# Ooops, something missing here!



## jm3 (Mar 22, 2003)

We received this '08 Extreme Power in the shop yesterday. I know every Colnago is unique in it's own way, but this may be taking it a little too far, no? So, what do you think, collector's item, or send it back?


----------



## odeum (May 9, 2005)

i have seen this kind of thing happen before, the letters not get masked or the mask not removed, you can end up with a colnag, for instance.




jm3 said:


> We received this '08 Extreme Power in the shop yesterday. I know every Colnago is unique in it's own way, but this may be taking it a little too far, no? So, what do you think, collector's item, or send it back?


----------



## Ciaran (Nov 11, 2001)

jm3 said:


> We received this '08 Extreme Power in the shop yesterday. I know every Colnago is unique in it's own way, but this may be taking it a little too far, no? So, what do you think, collector's item, or send it back?

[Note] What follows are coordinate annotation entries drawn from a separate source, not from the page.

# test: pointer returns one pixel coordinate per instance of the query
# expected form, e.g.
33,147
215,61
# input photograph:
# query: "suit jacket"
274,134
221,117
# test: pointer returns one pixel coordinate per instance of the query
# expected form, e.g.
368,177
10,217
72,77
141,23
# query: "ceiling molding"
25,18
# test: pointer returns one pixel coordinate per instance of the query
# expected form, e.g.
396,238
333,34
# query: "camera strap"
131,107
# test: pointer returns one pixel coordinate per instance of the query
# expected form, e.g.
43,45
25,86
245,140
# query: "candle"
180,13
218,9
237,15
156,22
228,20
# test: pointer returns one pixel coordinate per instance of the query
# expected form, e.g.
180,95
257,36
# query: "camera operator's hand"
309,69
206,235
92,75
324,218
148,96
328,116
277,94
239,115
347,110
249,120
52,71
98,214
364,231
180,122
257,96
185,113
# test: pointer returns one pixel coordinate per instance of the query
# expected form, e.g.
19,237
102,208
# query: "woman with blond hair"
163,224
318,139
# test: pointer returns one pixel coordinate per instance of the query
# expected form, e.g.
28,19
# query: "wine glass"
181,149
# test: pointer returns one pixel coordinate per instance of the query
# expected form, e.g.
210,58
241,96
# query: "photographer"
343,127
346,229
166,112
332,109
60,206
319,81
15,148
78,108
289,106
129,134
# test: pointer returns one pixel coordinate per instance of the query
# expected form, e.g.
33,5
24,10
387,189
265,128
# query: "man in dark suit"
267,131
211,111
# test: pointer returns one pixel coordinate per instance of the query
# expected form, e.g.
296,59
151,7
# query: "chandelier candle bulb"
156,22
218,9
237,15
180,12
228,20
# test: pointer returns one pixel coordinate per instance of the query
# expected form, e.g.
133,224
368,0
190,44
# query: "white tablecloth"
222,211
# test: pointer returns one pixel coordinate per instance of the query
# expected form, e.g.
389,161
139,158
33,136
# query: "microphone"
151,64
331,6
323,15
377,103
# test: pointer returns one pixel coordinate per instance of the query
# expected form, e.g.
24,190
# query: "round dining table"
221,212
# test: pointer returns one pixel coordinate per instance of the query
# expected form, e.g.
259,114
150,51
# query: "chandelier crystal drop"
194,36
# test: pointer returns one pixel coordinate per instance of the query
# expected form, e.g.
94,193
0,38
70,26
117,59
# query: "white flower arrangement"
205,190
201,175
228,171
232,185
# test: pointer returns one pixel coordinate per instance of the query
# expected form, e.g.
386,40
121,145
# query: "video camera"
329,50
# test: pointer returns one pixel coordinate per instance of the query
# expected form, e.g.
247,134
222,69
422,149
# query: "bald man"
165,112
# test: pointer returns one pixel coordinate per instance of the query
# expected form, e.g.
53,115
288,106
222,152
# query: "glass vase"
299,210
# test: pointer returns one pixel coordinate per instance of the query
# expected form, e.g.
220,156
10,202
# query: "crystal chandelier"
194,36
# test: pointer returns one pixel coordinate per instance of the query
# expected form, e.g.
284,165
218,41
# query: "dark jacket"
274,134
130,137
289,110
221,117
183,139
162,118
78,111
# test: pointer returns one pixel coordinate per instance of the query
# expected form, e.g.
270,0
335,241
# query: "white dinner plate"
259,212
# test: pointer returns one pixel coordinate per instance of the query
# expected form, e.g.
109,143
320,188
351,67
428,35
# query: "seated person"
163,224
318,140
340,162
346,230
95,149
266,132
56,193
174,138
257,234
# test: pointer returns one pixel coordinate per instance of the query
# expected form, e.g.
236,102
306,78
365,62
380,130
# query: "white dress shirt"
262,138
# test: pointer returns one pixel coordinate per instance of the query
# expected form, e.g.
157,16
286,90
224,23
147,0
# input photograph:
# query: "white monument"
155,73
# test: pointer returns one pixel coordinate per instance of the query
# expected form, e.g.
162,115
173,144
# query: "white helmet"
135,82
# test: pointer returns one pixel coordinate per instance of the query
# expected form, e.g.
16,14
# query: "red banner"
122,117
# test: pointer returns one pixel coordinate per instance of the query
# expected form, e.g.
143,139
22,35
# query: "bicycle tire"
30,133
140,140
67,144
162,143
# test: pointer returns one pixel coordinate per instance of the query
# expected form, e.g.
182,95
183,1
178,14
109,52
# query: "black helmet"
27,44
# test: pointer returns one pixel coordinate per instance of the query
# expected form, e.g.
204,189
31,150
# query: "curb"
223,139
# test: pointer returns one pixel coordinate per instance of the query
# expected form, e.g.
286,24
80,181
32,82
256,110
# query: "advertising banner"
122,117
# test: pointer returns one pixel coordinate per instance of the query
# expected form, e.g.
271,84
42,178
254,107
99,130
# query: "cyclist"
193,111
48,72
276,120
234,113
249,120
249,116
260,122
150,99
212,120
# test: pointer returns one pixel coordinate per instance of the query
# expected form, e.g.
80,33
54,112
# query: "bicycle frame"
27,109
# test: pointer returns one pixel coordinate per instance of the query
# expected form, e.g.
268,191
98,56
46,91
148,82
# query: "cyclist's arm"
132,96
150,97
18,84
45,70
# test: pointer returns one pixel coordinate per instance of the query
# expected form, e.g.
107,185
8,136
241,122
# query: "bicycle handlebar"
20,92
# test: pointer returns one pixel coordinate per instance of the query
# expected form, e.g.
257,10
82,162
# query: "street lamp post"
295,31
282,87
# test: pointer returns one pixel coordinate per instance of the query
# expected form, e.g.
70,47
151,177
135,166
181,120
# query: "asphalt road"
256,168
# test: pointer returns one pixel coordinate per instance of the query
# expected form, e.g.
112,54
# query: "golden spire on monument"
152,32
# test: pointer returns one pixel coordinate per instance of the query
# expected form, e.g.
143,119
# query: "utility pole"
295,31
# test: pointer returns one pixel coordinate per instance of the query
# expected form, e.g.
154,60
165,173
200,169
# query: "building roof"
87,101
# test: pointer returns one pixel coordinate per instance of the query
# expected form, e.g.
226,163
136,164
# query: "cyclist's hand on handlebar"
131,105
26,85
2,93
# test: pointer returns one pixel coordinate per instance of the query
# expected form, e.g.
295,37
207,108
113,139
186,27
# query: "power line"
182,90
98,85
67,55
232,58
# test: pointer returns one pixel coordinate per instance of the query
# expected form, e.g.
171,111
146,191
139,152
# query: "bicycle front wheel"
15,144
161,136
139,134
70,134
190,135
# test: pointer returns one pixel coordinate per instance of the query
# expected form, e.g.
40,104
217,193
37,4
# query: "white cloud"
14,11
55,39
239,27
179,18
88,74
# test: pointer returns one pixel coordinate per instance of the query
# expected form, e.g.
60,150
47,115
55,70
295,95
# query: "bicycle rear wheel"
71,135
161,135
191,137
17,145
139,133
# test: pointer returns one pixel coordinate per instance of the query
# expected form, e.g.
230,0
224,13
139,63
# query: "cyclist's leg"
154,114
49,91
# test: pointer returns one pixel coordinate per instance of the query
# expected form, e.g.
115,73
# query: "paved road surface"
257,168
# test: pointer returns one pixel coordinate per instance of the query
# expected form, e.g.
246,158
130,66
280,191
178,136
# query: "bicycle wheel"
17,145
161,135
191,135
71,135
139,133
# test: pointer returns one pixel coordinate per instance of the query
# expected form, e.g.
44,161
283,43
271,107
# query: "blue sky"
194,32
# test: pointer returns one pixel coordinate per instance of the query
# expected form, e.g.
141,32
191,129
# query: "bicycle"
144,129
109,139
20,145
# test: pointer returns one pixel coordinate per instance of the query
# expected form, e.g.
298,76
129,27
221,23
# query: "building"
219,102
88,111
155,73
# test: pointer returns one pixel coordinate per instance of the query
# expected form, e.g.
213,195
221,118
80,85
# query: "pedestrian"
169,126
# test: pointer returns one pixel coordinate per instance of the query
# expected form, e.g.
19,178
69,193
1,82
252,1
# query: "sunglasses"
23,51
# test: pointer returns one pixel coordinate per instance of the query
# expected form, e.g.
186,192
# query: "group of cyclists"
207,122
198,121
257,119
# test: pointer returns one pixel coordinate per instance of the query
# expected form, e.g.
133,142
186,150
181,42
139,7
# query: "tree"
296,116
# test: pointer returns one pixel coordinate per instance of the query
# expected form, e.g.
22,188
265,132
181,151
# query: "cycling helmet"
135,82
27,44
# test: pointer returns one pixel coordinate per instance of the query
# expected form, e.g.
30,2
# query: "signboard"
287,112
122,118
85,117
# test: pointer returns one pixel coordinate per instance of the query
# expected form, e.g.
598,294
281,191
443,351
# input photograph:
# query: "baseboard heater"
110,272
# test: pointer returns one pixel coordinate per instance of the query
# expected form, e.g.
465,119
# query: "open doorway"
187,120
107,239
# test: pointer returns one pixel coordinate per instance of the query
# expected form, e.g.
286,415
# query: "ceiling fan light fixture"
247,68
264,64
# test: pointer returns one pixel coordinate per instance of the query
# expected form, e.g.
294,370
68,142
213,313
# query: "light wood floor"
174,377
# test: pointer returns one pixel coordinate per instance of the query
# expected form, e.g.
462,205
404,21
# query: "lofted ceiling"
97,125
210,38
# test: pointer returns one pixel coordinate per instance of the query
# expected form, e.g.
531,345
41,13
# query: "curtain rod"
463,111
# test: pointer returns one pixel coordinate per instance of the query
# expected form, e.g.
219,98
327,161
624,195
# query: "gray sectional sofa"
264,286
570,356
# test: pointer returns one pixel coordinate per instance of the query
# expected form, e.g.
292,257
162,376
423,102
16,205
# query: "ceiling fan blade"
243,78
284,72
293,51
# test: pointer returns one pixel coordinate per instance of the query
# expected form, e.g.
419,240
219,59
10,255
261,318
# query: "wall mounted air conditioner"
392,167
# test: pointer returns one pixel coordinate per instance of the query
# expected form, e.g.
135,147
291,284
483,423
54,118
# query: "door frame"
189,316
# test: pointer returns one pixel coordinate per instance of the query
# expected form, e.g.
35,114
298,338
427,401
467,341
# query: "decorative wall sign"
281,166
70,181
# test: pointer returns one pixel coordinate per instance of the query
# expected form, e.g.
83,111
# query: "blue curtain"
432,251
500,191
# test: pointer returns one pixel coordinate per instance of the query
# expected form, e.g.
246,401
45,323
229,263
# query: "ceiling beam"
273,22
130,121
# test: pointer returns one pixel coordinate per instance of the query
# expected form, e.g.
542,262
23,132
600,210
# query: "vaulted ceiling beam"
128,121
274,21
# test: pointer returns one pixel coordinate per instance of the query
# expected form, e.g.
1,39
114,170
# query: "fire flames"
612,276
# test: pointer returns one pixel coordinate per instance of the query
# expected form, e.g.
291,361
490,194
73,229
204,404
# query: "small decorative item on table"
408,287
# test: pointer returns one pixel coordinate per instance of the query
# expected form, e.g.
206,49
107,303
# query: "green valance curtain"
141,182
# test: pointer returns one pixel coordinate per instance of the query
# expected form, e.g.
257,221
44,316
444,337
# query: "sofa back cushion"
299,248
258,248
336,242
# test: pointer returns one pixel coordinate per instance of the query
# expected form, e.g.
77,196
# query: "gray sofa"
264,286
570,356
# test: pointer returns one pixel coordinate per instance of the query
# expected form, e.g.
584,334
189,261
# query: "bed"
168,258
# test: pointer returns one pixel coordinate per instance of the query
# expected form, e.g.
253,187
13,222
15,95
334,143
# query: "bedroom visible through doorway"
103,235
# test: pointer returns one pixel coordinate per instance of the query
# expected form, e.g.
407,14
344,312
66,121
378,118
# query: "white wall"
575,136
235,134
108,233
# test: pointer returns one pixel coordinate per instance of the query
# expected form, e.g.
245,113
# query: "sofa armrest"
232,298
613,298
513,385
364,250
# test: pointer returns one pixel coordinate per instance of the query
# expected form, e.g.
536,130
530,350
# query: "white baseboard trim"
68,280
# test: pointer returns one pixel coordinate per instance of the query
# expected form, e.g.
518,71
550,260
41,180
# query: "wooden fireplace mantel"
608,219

I'd send it back if i were you.That is serious dollar to be paying for a frame and the last thing that you want is mistakes.Was it ordered for a customer or for stock? You could end up having to give a discount on it because of the missing letters.


----------



## jm3 (Mar 22, 2003)

Yeah, it's going back. Sorry, that was a tongue-in-cheek question. The frame actually has a small green scratch on the right seat stay as well - clearly it came in contact with another frame at some point.


----------



## barry1021 (Nov 27, 2005)

Hey it's one of a kin, kinda coo, I would kee it, add fifty per cen to the pric ! Bu that's jus me......


----------



## Dinosaur (Jan 29, 2004)

I doubt anyone would notice... it's just a letter.


----------



## edmundjaques (Dec 29, 2005)

Dinosaur said:


> I doubt anyone would notice... it's just a letter.


Why not take the "e" off as well then.


----------



## edmundjaques (Dec 29, 2005)

edmundjaques said:


> Why not take the "e" off as well then.


.................or maybe the "P" ?


----------



## Davoosie (Mar 17, 2007)

Colnago Xtreme-Pow


----------